# 2013 Calendars for sale yet?



## feederseaters (Nov 8, 2009)

Any word on this?


----------



## joecool911 (Jul 3, 2010)

It's almost 2013. Are they worried about the Mayan calendar ending before the first of the year?


----------



## idahonancy (Dec 13, 2008)

Chances are these spooky land use issues are sucking the life out of any spare time to work on the calendar.
IdahoNancy


----------



## feederseaters (Nov 8, 2009)

Not to mention they are probably sucking the budget dry too. My husband usually pays my NAPgA dues as a x-mas gift for me. I think he forgot about it this year.....guess I better get on him so the coffer stays full enough to keep up the fight!


----------



## packgoatlarry (Dec 10, 2008)

Money for the Calendar for 2013 became necessary for paying our legal options in the Winds. The calendar was ready for printing, but there just wasn't any money left for it this year.
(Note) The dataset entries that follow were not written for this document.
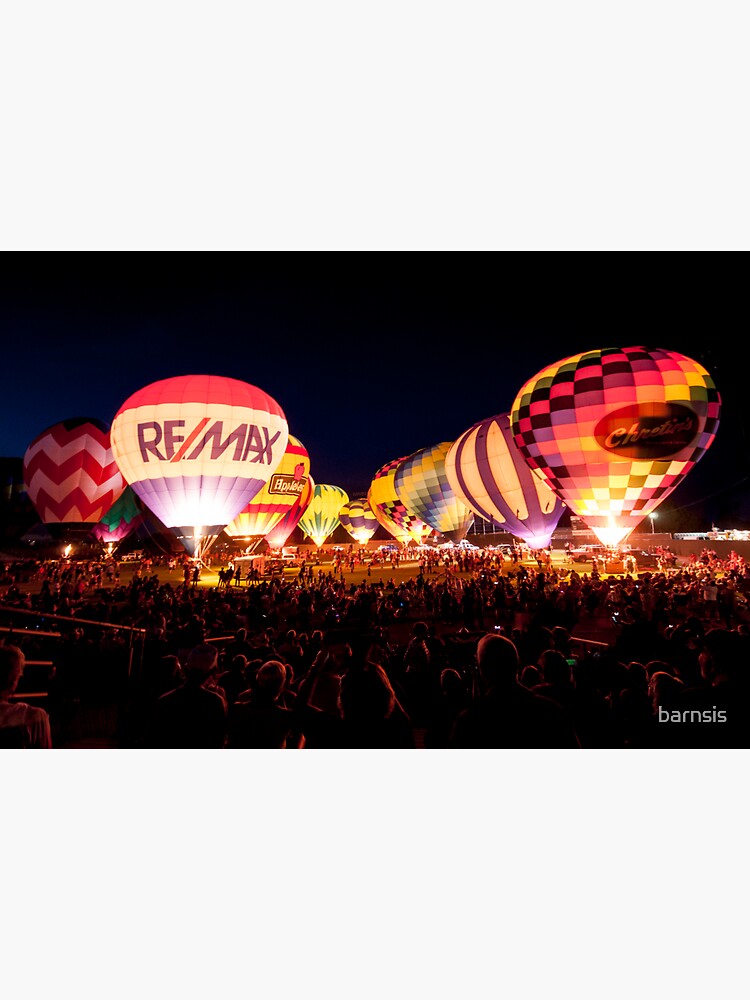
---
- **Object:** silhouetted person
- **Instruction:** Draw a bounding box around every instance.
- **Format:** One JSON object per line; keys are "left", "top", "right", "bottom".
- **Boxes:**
{"left": 519, "top": 664, "right": 542, "bottom": 688}
{"left": 449, "top": 634, "right": 580, "bottom": 748}
{"left": 403, "top": 620, "right": 437, "bottom": 725}
{"left": 335, "top": 661, "right": 415, "bottom": 748}
{"left": 532, "top": 649, "right": 577, "bottom": 716}
{"left": 424, "top": 668, "right": 470, "bottom": 748}
{"left": 224, "top": 628, "right": 255, "bottom": 663}
{"left": 671, "top": 628, "right": 750, "bottom": 748}
{"left": 145, "top": 643, "right": 227, "bottom": 748}
{"left": 0, "top": 644, "right": 52, "bottom": 748}
{"left": 277, "top": 629, "right": 304, "bottom": 676}
{"left": 569, "top": 657, "right": 613, "bottom": 748}
{"left": 218, "top": 654, "right": 251, "bottom": 707}
{"left": 227, "top": 660, "right": 300, "bottom": 748}
{"left": 296, "top": 650, "right": 414, "bottom": 748}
The decision in the Winds is going to be a defining issue, as it could help or hinder the other areas of concern, the Inyo in California, Coronado in Arizona, and the Wallowa-Whitman (WW). The language in the WW is, "No goats in, or adjacent to, BHS habitat. That will NOT leave a lot of room for hiking. Also, 8 other National Forests have been 'ordered' to redo their forest plans. You can figure that goats will figure prominently in those areas. It is going to be a long and expensive fight. Our right to hike with our 'boys' is at stake.


----------



## joecool911 (Jul 3, 2010)

Sometimes we can be short sighted and miss an opportunity for raising money. I bet a lot of us would have paid $50 for a calendar to support the fight. Just a thought. But if you do it, make it a 12 month since 2 are about over.


----------



## cryptobrian (Apr 26, 2012)

joecool911 said:


> Sometimes we can be short sighted and miss an opportunity for raising money.


Indeed.


----------



## feederseaters (Nov 8, 2009)

Brian, 
Do you think if someone were able to cough up enough $$$ to get a few printed that would start the ball rolling? I think Joecool is right...this could be a great fund raiser. Maybe we can ask the group if they would be willing to pay extra for the Calendars if we can get a few printed.


----------



## Bob Jones (Aug 21, 2009)

How much is needed? I am in a different position than I have been for a while.


----------



## joecool911 (Jul 3, 2010)

I'd cough up $50 for a 12 month calendar to help their cause. Maybe offer a package deal to become a member so money will continue to come in.


----------



## feederseaters (Nov 8, 2009)

Me too!


----------



## Nanno (Aug 30, 2009)

I'd totally go for a couple of these!


----------